He turned and shouted for Kaelen, for horses, for swords. The castle erupted into chaos—footsteps pounding, voices raised, the machinery of war grinding into motion.
They rode out into the moonlit night, Elara clinging to Darian's back, her arms locked around his waist. The wind tore at her hair, stung her eyes, but she did not let go.
She had killed a man.
She had chosen her enemy over her blood.
And she had never felt more alive—or more terrified.
---
The Ashford estate burned against the dawn sky like a funeral pyre.
They crested the hill and reined in, the horses stamping and snorting at the smell of smoke. Elara's heart stopped.
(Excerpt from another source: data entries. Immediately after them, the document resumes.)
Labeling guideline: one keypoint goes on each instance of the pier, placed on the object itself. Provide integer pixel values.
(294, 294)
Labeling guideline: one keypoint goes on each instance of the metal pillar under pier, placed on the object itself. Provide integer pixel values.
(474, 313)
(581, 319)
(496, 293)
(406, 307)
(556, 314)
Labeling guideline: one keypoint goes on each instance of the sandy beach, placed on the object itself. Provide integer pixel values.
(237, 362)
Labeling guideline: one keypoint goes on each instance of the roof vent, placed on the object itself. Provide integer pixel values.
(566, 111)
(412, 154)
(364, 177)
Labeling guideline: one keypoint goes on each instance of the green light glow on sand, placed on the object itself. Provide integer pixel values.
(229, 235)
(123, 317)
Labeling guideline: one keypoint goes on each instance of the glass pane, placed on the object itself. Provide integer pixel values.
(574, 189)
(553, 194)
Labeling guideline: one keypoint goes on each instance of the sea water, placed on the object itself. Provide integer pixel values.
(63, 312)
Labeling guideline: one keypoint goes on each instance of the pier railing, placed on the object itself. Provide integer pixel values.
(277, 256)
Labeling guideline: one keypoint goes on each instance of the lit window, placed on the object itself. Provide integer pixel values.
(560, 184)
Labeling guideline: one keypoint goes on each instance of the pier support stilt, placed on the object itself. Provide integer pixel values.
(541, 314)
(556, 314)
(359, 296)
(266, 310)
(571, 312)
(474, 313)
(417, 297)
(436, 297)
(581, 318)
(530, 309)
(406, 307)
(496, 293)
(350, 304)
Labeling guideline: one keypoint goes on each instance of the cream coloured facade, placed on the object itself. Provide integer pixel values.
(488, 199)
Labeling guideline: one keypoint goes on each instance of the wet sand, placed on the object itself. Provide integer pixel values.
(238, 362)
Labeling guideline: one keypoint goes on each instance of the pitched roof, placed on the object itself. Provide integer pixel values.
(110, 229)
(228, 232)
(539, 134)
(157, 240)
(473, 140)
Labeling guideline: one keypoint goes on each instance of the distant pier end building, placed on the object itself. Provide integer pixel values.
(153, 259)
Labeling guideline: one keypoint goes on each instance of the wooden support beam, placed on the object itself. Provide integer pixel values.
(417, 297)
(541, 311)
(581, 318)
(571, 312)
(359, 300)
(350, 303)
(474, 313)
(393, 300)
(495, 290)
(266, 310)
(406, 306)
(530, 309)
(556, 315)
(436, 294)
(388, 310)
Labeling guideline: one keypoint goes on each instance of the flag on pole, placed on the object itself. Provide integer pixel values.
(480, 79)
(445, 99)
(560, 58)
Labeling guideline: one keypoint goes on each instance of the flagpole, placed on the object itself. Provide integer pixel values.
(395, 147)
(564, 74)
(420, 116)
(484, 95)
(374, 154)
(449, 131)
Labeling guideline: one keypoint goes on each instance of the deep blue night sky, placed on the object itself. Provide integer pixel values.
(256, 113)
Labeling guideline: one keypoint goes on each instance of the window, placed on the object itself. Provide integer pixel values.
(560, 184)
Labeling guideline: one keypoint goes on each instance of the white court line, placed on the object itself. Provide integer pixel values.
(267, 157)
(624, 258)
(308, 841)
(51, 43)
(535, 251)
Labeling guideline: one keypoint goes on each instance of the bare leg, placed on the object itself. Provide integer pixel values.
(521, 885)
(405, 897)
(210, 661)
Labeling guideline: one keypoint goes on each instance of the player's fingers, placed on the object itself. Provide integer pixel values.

The gates hung open, twisted and black. The gardens she had played in as a child were a wasteland of ash and ember. The great hall, where her mother had taught her to waltz, was a skeleton of charred beams reaching for heaven.
And in the courtyard, silhouetted against the flames, stood Lord Aldric Ashford.
He held a torch in one hand. With the other, he gripped the rope that bound his younger daughter.
Mira was gagged, her dress torn, her eyes wide with terror. Tears cut clean tracks through the soot on her cheeks.
"You chose a Corvane over your own father," Aldric roared, his voice carrying across the burning grounds. "Now you will watch everything burn."
Elara's scream tore through the morning air.
But the flames only rose higher.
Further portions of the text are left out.